December is a bit of dead zone for television — from Thanksgiving to New Years, no channel wants to put on new programming because who is going to watch it? So instead of watching the wasteland that is winter programming, why not watch the cultural masterpiece that is the 1985 boardgame-turned-film Clue (or Cluedo to our British brethren)?

In fact, Clue is the best movie for any season or for any reason. Rainy outside? Watch Clue. Too hot? Watch Clue. Depressed? Watch Clue. Clue is simply the best film for any and all occasions.

Like the board game, Clue is the story of a bunch of people trapped in an old mansion trying to figure out the solution to a mystery: who killed the victims with what weapon in what room? In the board game, to figure out the solution requires the process of elimination. In the movie, it requires a bunch of excellent comedy actors (including Madeline Kahn as Mrs. White, Leslie Ann Warren as Miss Scarlet, Eileen Brennan as Mrs. Peacock, Martin Mull as Colonel Mustard, Michael McKean as Mr. Green, Christopher Lloyd as Professer Plum, and the always amazing Tim Curry as Wadsworth the butler) be as hilarious as possible.


Someone has invited all of them to the old mansion, where it is revealed that a man named Mr. Boddy has been blackmailing them all...and then someone kills Mr. Boddy. Soon, more bodies begin piling up and they decide they have to figure out whodunnit before the police arrive.

For a movie made in 1985 set in the 1950s about a board game invented in 1940s, every single thing in the movie works brilliantly.

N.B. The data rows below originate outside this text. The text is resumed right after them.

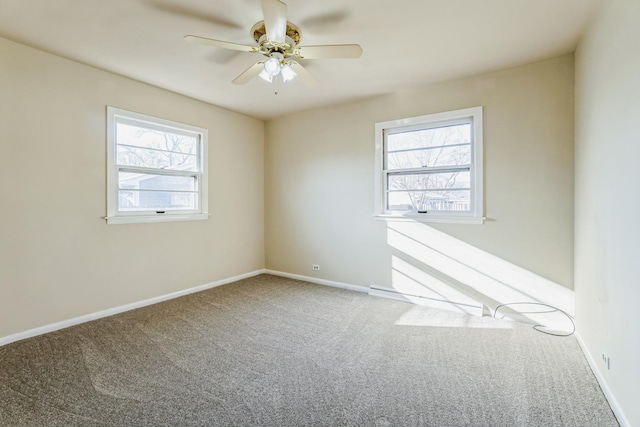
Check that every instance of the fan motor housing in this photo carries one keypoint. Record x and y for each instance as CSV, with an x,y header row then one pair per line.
x,y
267,47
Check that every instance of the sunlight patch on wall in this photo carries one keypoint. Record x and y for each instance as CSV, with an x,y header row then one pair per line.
x,y
429,263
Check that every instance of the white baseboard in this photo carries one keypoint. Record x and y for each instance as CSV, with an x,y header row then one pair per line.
x,y
127,307
315,280
615,406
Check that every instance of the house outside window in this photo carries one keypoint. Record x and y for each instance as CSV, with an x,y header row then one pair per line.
x,y
156,169
429,168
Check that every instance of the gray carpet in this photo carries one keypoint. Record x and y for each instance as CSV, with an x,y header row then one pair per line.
x,y
278,352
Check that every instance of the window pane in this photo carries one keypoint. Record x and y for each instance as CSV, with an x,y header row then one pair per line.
x,y
429,181
446,200
141,200
147,181
152,148
434,137
441,156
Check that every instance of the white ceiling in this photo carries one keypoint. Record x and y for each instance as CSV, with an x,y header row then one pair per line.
x,y
406,42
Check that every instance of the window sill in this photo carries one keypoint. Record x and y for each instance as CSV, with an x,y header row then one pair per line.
x,y
431,218
142,219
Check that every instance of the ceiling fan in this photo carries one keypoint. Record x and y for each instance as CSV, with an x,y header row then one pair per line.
x,y
277,40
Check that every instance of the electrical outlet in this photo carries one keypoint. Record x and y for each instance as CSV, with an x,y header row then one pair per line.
x,y
606,360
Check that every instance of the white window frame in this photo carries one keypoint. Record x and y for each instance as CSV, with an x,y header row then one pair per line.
x,y
114,214
475,214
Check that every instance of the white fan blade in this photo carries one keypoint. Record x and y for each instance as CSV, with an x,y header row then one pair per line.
x,y
219,43
249,73
275,20
330,51
305,77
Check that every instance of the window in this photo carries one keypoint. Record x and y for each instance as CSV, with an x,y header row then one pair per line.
x,y
157,169
429,168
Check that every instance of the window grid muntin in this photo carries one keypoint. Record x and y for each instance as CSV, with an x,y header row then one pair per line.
x,y
118,215
429,169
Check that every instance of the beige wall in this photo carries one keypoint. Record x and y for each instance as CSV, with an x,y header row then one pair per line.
x,y
607,270
320,187
58,258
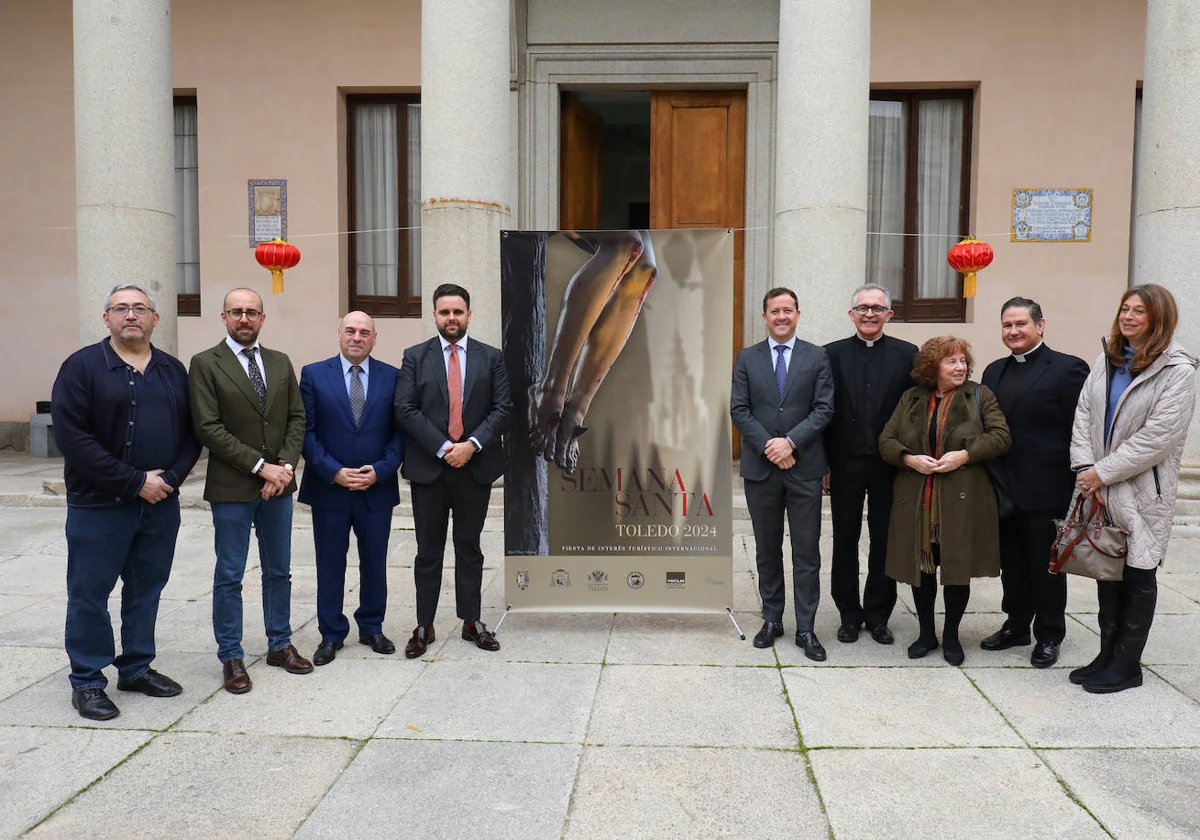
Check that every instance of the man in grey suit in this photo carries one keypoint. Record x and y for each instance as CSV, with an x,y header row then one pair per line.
x,y
781,402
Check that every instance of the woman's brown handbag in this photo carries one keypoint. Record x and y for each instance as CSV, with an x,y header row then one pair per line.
x,y
1089,544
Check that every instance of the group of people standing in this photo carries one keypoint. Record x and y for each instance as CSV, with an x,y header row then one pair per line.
x,y
845,419
873,419
131,423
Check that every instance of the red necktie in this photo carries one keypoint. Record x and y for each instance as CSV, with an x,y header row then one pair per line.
x,y
454,384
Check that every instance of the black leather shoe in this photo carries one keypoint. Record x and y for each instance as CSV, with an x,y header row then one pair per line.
x,y
153,684
325,653
94,705
952,652
923,646
1006,639
769,633
1044,654
811,645
379,643
881,634
1116,677
423,636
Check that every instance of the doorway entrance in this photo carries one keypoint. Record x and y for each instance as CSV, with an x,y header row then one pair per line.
x,y
659,160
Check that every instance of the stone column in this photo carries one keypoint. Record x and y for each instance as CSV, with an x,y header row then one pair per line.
x,y
466,155
822,105
1168,229
125,163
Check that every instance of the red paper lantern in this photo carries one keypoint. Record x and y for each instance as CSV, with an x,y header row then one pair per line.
x,y
275,257
966,258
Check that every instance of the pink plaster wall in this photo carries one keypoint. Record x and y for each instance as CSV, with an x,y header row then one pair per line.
x,y
1056,84
1055,78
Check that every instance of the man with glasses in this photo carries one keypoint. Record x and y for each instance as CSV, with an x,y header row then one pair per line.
x,y
247,411
123,421
1037,389
870,371
781,400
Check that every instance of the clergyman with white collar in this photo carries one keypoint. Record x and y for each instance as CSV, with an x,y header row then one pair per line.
x,y
870,372
1037,389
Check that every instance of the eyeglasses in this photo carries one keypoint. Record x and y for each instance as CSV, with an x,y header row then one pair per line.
x,y
121,310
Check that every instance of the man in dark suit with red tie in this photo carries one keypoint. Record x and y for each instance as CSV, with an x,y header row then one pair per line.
x,y
353,450
453,402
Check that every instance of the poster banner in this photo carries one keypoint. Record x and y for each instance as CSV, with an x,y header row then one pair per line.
x,y
617,495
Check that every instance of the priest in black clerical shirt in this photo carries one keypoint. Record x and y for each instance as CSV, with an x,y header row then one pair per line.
x,y
1037,389
870,371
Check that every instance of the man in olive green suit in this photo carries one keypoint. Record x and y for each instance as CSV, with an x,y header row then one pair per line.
x,y
250,415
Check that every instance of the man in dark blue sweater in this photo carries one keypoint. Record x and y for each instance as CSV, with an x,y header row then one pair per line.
x,y
123,421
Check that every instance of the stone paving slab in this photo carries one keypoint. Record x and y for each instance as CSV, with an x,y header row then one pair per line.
x,y
691,706
881,707
1049,711
35,575
669,792
346,699
539,637
24,666
1174,640
1185,678
496,701
933,793
705,639
41,768
1135,793
211,785
409,789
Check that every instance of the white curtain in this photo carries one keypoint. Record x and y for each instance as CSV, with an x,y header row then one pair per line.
x,y
376,201
939,195
187,201
885,203
414,201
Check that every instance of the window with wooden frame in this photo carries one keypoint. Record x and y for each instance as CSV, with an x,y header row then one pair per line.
x,y
918,199
187,208
383,154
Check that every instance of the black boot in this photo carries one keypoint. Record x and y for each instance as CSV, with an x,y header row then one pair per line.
x,y
924,598
1123,670
1108,595
955,598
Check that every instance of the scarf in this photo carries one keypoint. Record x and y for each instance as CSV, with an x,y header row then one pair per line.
x,y
930,495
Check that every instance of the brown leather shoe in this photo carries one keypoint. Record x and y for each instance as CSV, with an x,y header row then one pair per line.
x,y
423,636
289,659
479,634
237,679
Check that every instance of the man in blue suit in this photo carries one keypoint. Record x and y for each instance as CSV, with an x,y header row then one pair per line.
x,y
353,450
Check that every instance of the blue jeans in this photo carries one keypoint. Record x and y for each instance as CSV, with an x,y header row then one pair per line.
x,y
135,544
273,523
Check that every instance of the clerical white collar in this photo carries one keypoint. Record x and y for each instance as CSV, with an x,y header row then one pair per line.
x,y
1025,357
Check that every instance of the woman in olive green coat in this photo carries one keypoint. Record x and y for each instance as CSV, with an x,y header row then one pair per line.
x,y
943,509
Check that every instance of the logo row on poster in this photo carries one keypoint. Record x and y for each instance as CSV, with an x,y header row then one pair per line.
x,y
598,580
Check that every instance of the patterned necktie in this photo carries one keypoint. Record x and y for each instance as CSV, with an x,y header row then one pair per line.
x,y
256,376
358,399
454,384
780,370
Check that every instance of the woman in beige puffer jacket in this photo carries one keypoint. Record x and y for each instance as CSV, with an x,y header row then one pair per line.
x,y
1127,443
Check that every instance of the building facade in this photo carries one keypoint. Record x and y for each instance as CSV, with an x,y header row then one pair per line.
x,y
847,141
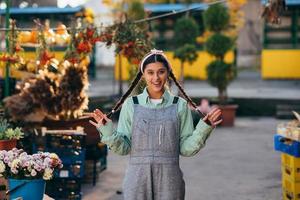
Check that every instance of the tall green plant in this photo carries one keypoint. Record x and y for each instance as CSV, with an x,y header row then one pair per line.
x,y
186,53
219,73
186,31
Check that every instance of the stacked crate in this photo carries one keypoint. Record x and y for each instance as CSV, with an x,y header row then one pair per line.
x,y
69,145
287,141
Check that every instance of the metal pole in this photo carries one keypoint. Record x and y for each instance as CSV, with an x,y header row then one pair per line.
x,y
6,89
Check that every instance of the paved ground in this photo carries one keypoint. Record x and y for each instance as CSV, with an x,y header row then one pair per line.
x,y
237,163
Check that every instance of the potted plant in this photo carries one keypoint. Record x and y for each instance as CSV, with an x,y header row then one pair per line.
x,y
219,72
186,31
9,136
27,173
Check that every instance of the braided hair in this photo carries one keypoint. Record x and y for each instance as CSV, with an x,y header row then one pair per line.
x,y
158,56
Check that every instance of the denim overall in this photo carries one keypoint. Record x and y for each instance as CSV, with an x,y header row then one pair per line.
x,y
153,172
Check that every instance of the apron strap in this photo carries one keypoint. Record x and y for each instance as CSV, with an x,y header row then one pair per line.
x,y
175,100
135,100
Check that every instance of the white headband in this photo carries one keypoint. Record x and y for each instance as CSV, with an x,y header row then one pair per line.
x,y
154,52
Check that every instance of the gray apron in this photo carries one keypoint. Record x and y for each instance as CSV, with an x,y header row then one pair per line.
x,y
153,172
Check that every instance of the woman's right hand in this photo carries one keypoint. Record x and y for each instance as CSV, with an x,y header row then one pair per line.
x,y
100,118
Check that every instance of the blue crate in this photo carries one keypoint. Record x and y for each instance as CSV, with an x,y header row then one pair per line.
x,y
69,156
71,171
286,145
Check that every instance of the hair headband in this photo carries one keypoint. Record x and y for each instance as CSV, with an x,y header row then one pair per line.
x,y
154,52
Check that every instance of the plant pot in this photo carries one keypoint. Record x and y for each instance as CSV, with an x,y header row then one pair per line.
x,y
228,114
8,144
27,189
92,134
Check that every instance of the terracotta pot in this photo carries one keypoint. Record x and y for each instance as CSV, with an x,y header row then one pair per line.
x,y
228,114
8,144
92,135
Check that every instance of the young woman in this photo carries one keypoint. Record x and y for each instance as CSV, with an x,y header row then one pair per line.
x,y
155,127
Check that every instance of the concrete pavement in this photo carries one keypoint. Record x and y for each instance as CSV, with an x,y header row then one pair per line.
x,y
238,163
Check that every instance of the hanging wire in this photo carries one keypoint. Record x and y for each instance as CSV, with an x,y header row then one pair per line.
x,y
136,21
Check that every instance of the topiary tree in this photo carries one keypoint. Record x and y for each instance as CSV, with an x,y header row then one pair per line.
x,y
186,31
219,73
186,53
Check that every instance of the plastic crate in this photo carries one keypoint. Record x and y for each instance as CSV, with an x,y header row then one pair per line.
x,y
69,156
63,188
290,189
63,140
290,166
71,171
286,145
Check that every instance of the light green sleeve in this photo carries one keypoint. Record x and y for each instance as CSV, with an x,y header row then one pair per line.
x,y
191,140
119,140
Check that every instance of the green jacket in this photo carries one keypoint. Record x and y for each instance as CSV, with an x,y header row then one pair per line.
x,y
191,140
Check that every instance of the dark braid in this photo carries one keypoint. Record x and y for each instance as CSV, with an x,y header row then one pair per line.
x,y
128,92
189,100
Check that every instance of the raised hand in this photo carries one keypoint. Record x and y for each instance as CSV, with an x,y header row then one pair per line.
x,y
214,117
99,117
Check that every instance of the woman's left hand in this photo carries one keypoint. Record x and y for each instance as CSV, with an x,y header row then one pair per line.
x,y
213,117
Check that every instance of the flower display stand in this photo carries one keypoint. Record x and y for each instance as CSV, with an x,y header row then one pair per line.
x,y
27,189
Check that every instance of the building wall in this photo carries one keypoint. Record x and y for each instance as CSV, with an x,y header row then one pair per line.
x,y
249,42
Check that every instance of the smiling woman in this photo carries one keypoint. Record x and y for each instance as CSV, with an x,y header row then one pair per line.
x,y
155,127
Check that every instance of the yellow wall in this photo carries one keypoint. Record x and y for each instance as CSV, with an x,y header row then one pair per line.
x,y
280,64
197,70
14,73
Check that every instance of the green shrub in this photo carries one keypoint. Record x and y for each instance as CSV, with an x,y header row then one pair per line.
x,y
218,45
216,18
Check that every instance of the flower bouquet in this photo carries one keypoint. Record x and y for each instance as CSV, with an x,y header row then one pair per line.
x,y
27,173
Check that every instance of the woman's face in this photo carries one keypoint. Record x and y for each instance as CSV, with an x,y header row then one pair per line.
x,y
155,75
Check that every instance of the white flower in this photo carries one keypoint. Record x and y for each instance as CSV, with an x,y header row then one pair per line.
x,y
2,167
53,156
47,174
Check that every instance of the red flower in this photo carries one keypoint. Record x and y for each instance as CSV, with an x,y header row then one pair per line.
x,y
90,32
84,47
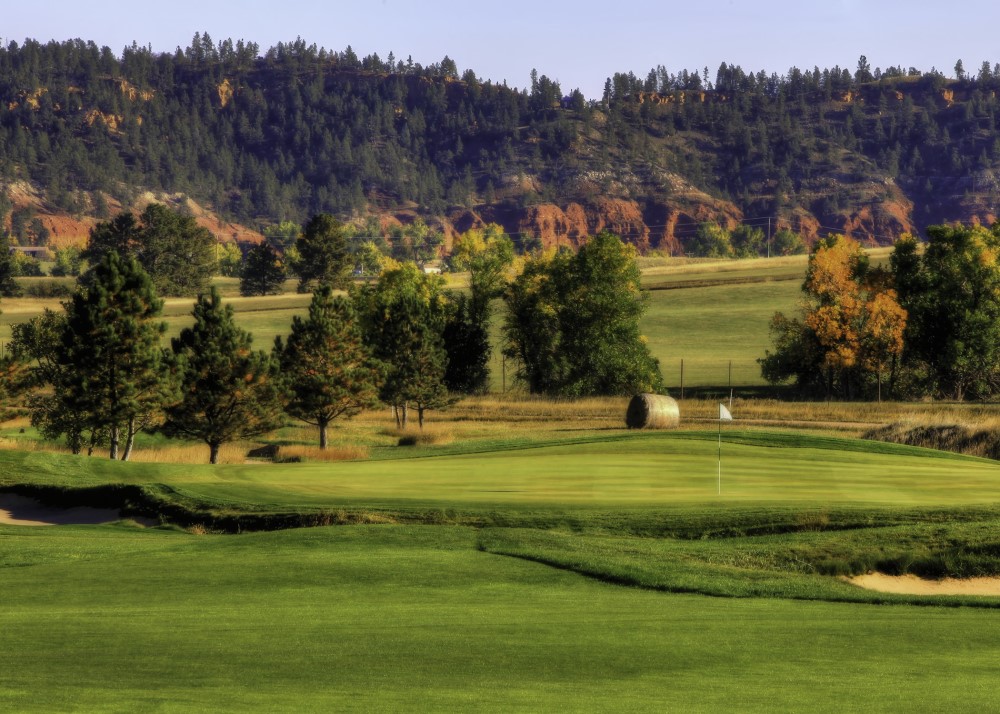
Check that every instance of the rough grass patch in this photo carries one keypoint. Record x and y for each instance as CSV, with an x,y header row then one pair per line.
x,y
429,436
313,453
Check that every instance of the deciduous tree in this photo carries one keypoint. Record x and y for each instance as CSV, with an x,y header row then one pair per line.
x,y
952,293
851,328
573,323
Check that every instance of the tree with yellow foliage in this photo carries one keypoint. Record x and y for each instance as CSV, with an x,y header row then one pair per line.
x,y
852,326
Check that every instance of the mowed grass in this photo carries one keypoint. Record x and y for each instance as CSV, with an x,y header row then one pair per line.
x,y
415,618
616,470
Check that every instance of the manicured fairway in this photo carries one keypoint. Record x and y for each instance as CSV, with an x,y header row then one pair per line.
x,y
620,470
394,618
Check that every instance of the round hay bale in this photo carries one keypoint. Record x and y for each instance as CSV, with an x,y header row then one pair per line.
x,y
652,411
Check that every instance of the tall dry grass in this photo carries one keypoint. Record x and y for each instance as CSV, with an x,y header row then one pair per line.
x,y
234,453
314,453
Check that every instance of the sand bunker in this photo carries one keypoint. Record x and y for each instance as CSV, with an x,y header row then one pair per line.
x,y
21,511
912,585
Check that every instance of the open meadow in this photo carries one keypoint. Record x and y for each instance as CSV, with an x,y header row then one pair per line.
x,y
524,555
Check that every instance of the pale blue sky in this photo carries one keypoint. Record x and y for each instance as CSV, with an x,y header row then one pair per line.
x,y
577,43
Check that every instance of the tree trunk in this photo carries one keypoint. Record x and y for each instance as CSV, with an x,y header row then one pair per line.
x,y
129,439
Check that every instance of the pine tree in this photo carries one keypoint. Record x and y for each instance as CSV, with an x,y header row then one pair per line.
x,y
178,254
228,390
8,286
111,359
263,272
326,367
403,316
324,255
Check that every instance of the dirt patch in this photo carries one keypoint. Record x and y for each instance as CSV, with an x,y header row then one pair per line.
x,y
913,585
21,511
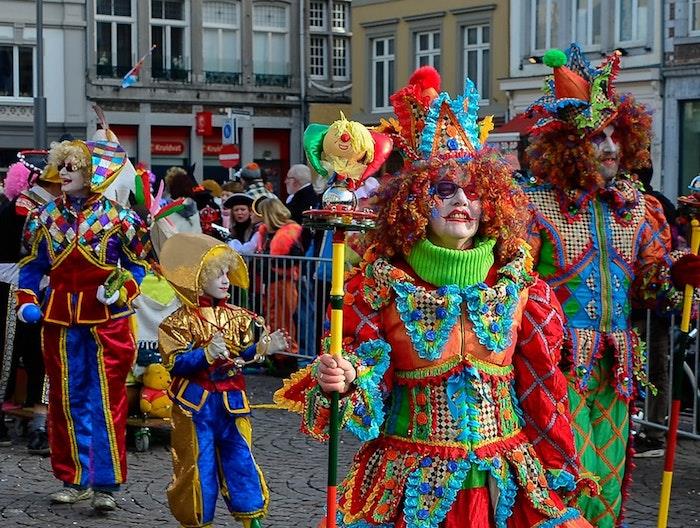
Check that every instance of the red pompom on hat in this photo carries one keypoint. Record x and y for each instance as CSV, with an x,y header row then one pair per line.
x,y
428,78
567,83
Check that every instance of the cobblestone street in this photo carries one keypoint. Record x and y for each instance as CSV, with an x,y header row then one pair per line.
x,y
295,470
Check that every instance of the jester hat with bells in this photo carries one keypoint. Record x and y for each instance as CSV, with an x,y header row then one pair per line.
x,y
577,94
431,125
103,160
346,149
580,101
183,257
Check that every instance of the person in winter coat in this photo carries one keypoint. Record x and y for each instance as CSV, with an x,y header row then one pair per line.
x,y
280,236
179,185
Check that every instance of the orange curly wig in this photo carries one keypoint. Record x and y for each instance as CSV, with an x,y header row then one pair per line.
x,y
562,157
406,204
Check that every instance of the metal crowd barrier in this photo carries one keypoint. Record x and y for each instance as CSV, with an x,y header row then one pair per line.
x,y
290,293
660,336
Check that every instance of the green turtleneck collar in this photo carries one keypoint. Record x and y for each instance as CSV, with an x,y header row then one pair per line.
x,y
441,266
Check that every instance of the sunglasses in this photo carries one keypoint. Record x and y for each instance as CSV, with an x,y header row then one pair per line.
x,y
446,189
70,167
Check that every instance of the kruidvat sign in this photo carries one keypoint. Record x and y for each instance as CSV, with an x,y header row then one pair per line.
x,y
167,148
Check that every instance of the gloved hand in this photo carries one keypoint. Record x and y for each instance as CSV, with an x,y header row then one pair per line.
x,y
335,374
216,349
686,270
29,313
102,296
279,342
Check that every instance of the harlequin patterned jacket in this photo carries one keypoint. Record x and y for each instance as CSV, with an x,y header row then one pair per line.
x,y
455,385
94,236
623,261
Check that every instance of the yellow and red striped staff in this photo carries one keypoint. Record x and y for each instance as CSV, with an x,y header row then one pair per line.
x,y
693,203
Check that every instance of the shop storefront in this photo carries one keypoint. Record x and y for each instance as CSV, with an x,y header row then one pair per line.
x,y
170,147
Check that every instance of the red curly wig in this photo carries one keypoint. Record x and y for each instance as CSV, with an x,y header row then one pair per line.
x,y
406,203
562,157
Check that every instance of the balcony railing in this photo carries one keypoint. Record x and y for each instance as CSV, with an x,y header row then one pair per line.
x,y
172,74
272,74
270,79
216,77
111,72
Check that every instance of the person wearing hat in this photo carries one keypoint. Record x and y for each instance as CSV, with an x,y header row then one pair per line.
x,y
241,227
41,185
448,369
205,345
604,247
93,251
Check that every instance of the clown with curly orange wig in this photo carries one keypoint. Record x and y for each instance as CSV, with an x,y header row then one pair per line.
x,y
603,246
450,344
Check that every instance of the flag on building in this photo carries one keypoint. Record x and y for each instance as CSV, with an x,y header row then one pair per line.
x,y
133,74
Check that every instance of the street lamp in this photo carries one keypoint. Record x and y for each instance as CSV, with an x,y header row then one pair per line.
x,y
40,136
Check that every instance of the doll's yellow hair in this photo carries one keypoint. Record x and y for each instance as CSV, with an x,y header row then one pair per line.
x,y
360,137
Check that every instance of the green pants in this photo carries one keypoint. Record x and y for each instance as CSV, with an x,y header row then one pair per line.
x,y
601,428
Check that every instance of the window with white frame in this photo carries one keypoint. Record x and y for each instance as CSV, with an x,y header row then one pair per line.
x,y
586,22
317,56
477,57
632,19
270,39
16,71
221,36
317,15
694,17
169,30
382,75
544,24
115,36
428,49
341,61
341,12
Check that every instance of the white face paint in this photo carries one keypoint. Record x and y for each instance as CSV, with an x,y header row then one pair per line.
x,y
455,220
607,151
74,181
218,286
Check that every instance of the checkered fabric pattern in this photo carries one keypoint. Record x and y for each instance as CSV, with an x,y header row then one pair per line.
x,y
601,427
597,296
107,160
100,218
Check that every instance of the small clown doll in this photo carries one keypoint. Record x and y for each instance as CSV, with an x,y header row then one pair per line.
x,y
346,149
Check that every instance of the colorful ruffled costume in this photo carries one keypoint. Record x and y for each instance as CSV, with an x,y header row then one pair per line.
x,y
88,346
601,247
458,397
212,434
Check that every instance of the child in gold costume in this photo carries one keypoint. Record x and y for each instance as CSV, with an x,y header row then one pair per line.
x,y
205,344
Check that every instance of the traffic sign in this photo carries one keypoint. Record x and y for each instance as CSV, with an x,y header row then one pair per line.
x,y
229,156
229,132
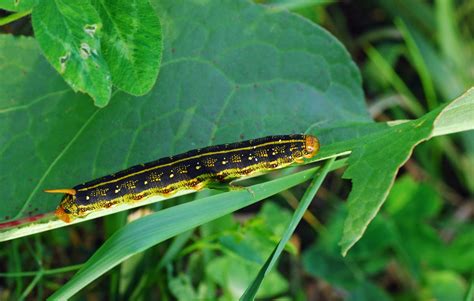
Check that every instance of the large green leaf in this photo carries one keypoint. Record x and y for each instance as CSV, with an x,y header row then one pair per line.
x,y
131,43
230,71
69,35
17,5
152,229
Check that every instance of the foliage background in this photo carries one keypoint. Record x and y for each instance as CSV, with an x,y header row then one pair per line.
x,y
415,249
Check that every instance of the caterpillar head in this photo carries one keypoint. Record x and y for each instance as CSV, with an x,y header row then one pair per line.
x,y
311,146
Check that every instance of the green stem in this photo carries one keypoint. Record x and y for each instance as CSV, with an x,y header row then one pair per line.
x,y
43,272
13,17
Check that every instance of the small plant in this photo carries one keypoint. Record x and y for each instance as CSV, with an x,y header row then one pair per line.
x,y
160,78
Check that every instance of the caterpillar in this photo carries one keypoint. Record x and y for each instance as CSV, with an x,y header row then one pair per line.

And that’s all pretty much down to the actors, who are all on the top of their game, including Madeline Kahn, who plays a pitch perfect “black widow” — her previous husbands included an illusionist who wasn’t very good. He disappeared and never reappeared.


In fact, all of the jokes still work, which is pretty amazing and shows just how timeless the movie is — from the “UNO WHO” joke about where Professor Plum works to the “double negative is proof positive” joke that Wadsworth gets in to the line that pretty much everybody gets, “Communism was just a red herring.” But the movie doesn’t just rely on witty one-liners — it also has a deep and abiding love of slapstick.


In fact, towards the end of the film, Tim Curry begins a great sequence where he basically re-enacts the entire film, running back and forth, pretending to be all of the other characters, in what is basically thirty minutes of sheer brilliance, topped off with three different endings.

Yep, that’s right: it has three different endings. On the DVD, you can even select if you want a random ending or if you want to see all three (I would recommend seeing all three if it’s your first time watching — it makes much more sense that way).


The director of the film, Jonathan Lynn, went on to direct Nuns on the Run and My Cousin Vinny, but I still consider his first film to be his masterpiece. Because, honestly, it is simply a film that you can always watch, whatever mood you’re in.

So go on, watch Clue. If it’s your first time or your fiftieth, you can always find time to watch it again.